The 6-4, 225-pound Iloka has impressed with his range, which allowed him to play corner in half of Boise State's games including its bowl. He found himself hooked up with fellow fifth-rounder, Cal receiver Marvin Jones, who sped by Iloka for a touchdown. But Iloka chalked it up to experience.

"The more snaps I get at corner and the more I get at safety, it's going to help me learn the entire defense," Iloka said.

Or as, Dye said, "A DB is a DB," and he hasn’t played corner since his first week at UCLA.

Which is why the Bengals will probably go get some help, like when they signed rookie Chris Lewis-Harris out of Tennessee-Chattanooga to his first NFL deal the day before camp started.
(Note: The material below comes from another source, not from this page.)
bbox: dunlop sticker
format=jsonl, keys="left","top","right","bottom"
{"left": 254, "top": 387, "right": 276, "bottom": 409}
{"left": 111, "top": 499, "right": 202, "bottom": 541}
Lewis-Harris, Ghee and Jason Allen were the only corners standing Sunday.

The irony ever since the OTAs started in May is that cornerback was supposed to be the club's deepest position, but the Bengals have never been at full capacity. But it also shows why "You can never have enough corners," has become a cliché. In this era of routine 4,000-yard passers, you don't have to lose many before you're scrambling. It would seem highly unlikely the Bengals would keep as many as seven cornerbacks, but are those days coming?

The depth has helped in a lot of other ways. Ghee said that ever since Newman signed in May, the 10-year vet has been generous with advice and feedback.

"I just learned how to compete; I was inconsistent," Ghee said. "One day I'd compete, not compete the next. Now I know how to go hard every play. I think a lot of rookies, especially DBs, go through that maturity factor. I finally learned it and now I'm doing well."